While he was touring to promote his 2003 debut album, “Chariot,” Gavin DeGraw kept hearing one thing.
“A lot of the comments I was getting from people when we were touring were like, ‘Oh, it’s even better than the album,’” recalls DeGraw, 31. “They’d say the singing is more soulful and the show is more energetic than they envisioned it, and a lot more fun.”
Being no dummy, DeGraw “figured I’d try to apply that to the recordmaking process next time.”
Next time arrived in May with “Gavin DeGraw,” the successor to the platinum-certified “Chariot” and its hits “I Don’t Want To Be,” “Follow Through” and the title track. “Gavin DeGraw” debuted at No. 7 on the Billboard 200 chart, but more importantly it showcased the tougher, more muscular sound that fans reacted to so well at his concerts.
“I was really just focusing on satisfying my own taste,” explains the New York state-raised DeGraw, whose “Chariot” went platinum, taking off after the WB TV drama “One Tree Hill” chose the chart-topping hit, “I Don’t Want to Be,” as its theme song. “I was just gonna go ahead and make a record the way I felt like I should make a record. I thought it was important to just try to lay it out there as honestly as possible and ... not be overly analytical of my singing or anything.
“When you’re in a studio, sometimes it can feel very much like a laboratory. It takes a little bit of the heart out of it, and I tried not to overdo it too much as far as analyzing or secondguessing myself.”
But he does acknowledge the weight of expectations when he started to make “Gavin DeGraw” in 2007. “I wasn’t feeling any pressure until everybody started talking about it, and all of a sudden you start thinking about your eagles and your birdies,” DeGraw says with a laugh.
DeGraw did have several songs he had road-tested for the new album in hand. And with a sonic mission in mind he turned to producer Howard Benson, who established his reputation with hard rock bands such as P.O.D., My Chemical Romance and Hoobastank and was riding a new wave of success thanks to his involvement with the hotselling Daughtry.
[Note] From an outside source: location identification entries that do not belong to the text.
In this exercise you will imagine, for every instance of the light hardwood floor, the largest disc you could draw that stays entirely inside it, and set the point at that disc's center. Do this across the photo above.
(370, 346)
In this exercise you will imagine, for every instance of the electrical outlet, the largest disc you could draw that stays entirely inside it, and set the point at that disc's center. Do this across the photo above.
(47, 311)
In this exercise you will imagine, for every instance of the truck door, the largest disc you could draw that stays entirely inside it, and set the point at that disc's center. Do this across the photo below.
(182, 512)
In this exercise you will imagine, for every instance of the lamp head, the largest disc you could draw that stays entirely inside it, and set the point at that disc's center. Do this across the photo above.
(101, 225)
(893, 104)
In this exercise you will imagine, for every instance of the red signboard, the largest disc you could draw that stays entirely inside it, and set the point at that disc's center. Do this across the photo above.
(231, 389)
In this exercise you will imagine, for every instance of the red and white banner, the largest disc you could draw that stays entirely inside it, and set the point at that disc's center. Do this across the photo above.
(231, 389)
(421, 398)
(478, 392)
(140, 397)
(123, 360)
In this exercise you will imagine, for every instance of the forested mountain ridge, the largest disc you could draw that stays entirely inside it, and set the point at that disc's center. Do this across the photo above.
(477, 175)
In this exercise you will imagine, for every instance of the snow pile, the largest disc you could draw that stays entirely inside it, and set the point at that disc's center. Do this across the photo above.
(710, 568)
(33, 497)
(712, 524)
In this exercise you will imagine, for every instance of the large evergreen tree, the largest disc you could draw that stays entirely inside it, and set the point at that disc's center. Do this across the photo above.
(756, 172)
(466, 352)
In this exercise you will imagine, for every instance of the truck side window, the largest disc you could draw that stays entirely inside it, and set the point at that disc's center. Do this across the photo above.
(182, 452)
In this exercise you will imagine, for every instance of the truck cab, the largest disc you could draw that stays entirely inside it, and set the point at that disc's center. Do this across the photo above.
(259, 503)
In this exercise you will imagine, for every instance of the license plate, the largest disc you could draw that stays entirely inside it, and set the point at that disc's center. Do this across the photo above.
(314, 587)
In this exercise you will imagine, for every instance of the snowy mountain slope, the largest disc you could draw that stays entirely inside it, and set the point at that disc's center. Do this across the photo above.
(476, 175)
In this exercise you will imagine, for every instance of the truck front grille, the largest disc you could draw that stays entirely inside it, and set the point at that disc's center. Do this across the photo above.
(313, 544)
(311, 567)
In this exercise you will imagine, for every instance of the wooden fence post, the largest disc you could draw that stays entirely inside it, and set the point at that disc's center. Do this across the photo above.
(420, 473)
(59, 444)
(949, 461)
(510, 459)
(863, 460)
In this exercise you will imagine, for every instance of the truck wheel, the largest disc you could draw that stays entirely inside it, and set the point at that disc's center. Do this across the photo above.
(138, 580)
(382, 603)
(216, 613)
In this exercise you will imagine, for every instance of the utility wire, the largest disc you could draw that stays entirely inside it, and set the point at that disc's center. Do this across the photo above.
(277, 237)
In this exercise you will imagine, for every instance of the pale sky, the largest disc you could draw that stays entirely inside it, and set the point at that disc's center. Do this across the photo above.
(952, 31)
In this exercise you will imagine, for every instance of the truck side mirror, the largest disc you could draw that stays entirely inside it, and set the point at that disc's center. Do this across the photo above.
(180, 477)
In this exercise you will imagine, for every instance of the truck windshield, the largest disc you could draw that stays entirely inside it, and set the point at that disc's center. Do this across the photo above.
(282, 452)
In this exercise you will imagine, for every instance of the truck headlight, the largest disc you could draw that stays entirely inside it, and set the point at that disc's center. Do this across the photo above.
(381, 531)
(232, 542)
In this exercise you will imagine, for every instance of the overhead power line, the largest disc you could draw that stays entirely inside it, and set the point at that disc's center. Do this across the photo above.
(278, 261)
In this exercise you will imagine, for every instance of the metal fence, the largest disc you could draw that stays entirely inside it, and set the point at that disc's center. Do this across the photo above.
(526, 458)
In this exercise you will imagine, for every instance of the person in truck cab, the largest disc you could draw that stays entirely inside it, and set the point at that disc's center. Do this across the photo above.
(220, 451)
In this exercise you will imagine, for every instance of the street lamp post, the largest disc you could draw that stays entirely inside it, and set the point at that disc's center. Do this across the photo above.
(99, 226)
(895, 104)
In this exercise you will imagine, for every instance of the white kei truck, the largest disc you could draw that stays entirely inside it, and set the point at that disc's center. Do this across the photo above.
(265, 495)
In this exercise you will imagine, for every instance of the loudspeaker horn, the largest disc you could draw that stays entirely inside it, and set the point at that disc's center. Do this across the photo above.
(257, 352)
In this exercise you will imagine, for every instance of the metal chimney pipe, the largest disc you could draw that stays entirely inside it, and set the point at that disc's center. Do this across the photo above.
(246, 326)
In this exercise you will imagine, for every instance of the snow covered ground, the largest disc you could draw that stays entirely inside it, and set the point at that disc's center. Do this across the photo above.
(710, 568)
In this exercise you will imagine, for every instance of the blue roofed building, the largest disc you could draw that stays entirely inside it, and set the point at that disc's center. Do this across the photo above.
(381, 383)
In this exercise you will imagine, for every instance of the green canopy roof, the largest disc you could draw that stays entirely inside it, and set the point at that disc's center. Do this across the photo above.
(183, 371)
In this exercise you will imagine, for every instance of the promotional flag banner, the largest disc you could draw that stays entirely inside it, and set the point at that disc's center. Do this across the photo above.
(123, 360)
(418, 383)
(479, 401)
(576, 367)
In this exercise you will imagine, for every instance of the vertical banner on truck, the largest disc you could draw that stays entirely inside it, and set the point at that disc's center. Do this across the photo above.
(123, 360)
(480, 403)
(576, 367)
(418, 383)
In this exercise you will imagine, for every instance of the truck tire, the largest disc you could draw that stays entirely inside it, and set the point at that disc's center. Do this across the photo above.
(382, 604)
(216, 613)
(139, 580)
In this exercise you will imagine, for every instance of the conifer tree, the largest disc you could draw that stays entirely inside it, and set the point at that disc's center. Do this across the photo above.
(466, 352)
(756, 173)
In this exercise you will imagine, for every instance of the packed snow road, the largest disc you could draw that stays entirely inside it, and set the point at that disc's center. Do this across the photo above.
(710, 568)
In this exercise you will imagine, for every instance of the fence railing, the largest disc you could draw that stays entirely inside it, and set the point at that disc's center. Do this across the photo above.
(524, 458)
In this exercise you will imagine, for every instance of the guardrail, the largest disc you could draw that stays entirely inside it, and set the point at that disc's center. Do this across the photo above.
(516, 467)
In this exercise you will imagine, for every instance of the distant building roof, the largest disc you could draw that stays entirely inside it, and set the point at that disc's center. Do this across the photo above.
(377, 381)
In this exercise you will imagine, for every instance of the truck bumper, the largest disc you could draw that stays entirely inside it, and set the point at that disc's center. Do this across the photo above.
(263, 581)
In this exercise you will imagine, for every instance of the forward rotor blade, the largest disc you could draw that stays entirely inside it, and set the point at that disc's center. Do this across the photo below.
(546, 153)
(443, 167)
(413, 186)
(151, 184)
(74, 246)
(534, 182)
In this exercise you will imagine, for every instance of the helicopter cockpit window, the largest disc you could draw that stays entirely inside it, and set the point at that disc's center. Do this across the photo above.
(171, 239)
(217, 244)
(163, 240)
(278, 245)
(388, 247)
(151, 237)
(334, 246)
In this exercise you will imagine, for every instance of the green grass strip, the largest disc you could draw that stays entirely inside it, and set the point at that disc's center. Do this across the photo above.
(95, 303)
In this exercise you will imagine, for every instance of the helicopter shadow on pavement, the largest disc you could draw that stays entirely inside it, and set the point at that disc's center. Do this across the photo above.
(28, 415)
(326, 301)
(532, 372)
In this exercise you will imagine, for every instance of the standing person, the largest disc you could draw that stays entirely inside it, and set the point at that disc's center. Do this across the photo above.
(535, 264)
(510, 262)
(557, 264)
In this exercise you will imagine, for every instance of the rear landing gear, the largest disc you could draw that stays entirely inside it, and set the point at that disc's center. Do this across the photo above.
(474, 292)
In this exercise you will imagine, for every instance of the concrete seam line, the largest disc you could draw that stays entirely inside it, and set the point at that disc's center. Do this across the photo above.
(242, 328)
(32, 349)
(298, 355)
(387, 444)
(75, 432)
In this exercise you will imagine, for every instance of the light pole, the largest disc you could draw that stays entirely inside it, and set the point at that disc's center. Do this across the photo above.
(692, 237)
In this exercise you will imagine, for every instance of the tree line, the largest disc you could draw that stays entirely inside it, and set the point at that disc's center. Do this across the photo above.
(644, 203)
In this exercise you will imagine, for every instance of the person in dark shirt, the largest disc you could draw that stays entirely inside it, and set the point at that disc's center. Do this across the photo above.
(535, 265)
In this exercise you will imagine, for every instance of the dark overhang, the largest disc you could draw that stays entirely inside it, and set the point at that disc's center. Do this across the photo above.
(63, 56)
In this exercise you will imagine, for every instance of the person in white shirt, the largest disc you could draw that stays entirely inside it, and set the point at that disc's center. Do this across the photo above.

And DeGraw found that Benson fit in with the casual, non-exacting process he wanted to follow for the album.
“He didn’t sit around the studio all the time and say a bunch of annoying stuff like ‘Maybe you should try this, maybe you should try that ...’” DeGraw recalls. “He just left me alone with the musicians and work the band over and then showed up during the vocal sessions and really put me through my paces.”
DeGraw agrees that there’s a loose thematic unity to the 12 songs on “Gavin DeGraw,” which are steeped in relationships — though not necessarily his own. “A couple are about my own situations,” DeGraw acknowledges, “and some are taken from people around me, relationships I’m watching or have watched, my own little observations and analyses.
“I think those are important factors in revealing things about you.”
But, DeGraw adds, he doesn’t always tie the songs strictly to the facts.
“Oh, I definitely twist it up,” he says. “You definitely go from biographer to someone with an imagination. You don’t just lay down everything exactly as it happened. There has to be some level of Mark Twain in there.”
DeGraw plans to tour as hard to support “Gavin DeGraw” as he did for “Chariot” — and perhaps even harder. Though he’s proud of his debut, DeGraw feels that the new album represents him better, and that’s led to a different kind of investiture in its success.
“I feel like I’m getting out a lot more musically than I did before,” he explains. “I don’t feel as limited. This is a pretty broad record, and it shows how many different directions I’m interested in.
“And I figured that since the second album is the make or break record, I may as well put MY ... name on it, y’know?”